Some of the Adult Hosts of the show included Eddie Bruce, Bill O'Brien, Chris Trane, Andy Gury, Annette Godfrey, Christy Springfield, Mike Rossi and Dave Raymond (the original Phillie Phanatic). Mike Rossi was a former dancer who transitioned to being a host and in 1986 became one of the youngest hosts of a live daily television program in American TV history. Regular dancers included Kelly Ripa and Tom Verica.

Performers on Dancin' On Air (some of whom also appeared on Dance Party USA during 86–87) included Madonna in 1983 (her first television appearance), Will Smith (as DJ Jazzy Jeff & The Fresh Prince), Duran Duran (with their first American TV appearances), Menudo (including a young Ricky Martin), Stevie Wonder, Nine Inch Nails, The Jets, New Edition, Sweet Sensation, LL Cool J, Exposé, Jody Watley, New Kids on the Block, and many other popular recording artists of the era.

The show's theme song was written by Philadelphia writer/producer Dan McKeown and Michael Nise.

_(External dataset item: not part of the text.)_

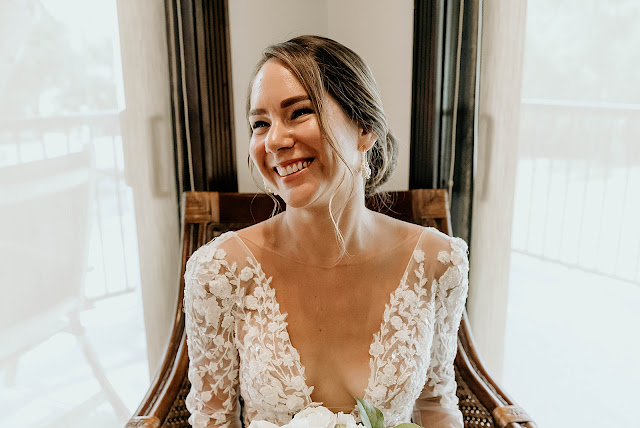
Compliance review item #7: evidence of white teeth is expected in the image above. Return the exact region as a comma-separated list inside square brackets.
[276, 161, 311, 177]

The song was published by Nise Productions Inc. Dan was also responsible for the show's entertainment division. Dancin' On Air would give selected unknown bands and artists an opportunity to perform in front of millions of dedicated viewers and was responsible for launching the careers of some of today's major super stars!

==Revival==
On July 23, 2011, PHL-17 re-aired Dancin' On Air as part of a special marathon celebrating the show's 30th anniversary. During the marathon, special vignettes were featured with former regular dancers, hosts of the show, and executive producer Michael Nise sharing their memories, experiences and thoughts from the show and also talked about how the show became a major influence and how it changed their lives.

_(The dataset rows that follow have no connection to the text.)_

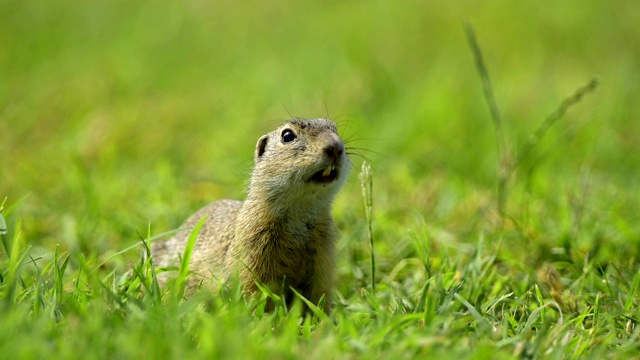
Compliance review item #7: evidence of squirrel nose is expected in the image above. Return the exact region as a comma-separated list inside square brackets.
[323, 139, 344, 161]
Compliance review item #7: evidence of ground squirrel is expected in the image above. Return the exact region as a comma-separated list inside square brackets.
[152, 119, 349, 312]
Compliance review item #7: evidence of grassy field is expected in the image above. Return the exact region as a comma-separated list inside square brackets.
[0, 0, 640, 359]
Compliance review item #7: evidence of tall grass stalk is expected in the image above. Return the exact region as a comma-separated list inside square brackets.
[358, 161, 376, 291]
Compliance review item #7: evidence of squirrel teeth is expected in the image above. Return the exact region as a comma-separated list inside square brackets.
[322, 164, 336, 176]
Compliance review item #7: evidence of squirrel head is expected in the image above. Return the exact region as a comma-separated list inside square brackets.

On November 4, 2011, Mike Rossi, Princess, Jimmy Jam (James Ferguson), Andy Gury and Eddie Bruce hosted a 30th reunion dance party celebration. The show was rated #1 in its time slot.

On March 6, 2012, WPHL announced that Dancin' On Air would return to the air on March 31, where it would air Saturday mornings at 10 a.m. WRDW-FM has been tapped as the official radio station for the program. Core group members include Brittainy Taylor, DeAnna Marie, Jeanna Zettler, Mikey P, Paulie Scalia, Anthony Vee, Anthony Franzzo (AKA DJ ZO), Nicole Peraino, Nicole Zell, Ian Ashanti, John Haslett, Kobi Kearney, Casey on Wired, Michael (Mikey P) Pericoloso and DJ Josiah. The show was produced by Michael Nise, Executive Producer and Chrystel Eberts, Supervising Producer.

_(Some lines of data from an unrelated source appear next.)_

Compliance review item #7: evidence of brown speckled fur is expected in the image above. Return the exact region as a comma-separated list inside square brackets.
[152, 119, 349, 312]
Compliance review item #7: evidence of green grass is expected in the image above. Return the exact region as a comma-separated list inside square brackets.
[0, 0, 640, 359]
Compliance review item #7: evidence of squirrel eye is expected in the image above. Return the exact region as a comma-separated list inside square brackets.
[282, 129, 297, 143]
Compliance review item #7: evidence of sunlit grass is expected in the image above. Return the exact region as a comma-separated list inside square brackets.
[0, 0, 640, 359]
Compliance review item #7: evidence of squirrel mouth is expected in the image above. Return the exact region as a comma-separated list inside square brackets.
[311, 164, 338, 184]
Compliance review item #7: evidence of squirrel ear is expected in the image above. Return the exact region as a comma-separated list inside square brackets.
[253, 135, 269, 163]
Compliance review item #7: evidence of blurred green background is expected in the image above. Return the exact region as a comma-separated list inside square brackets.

On Jan 27th 2016, "Dancin' On Air" returned to TV on the cable music channel FUSE TV. The show was co-executive produced by Michael Nise and Chrystel Eberts and directed by Michael Nise and Rob Schwartz. There was a reality show based on "Dancin' On Air" called "Saturday Morning Fever" which also aired on FUSE TV by executive producers Michael Nise, Chrystel Eberts and Tom Forman, Relativity Real. Both shows lasted one season.

(All Dancin' On Air and Dance Party USA copyrights and trademarks solely held by OMNI 2000 Inc., Michael Nise, President/CEO. Website: www.omni2000.biz.)

==Controversy==
On April 10, 2016, Philadelphia magazine published an article detailing a new feud between many of the people who were on Dancin' On Air in their teens and the producer of the show.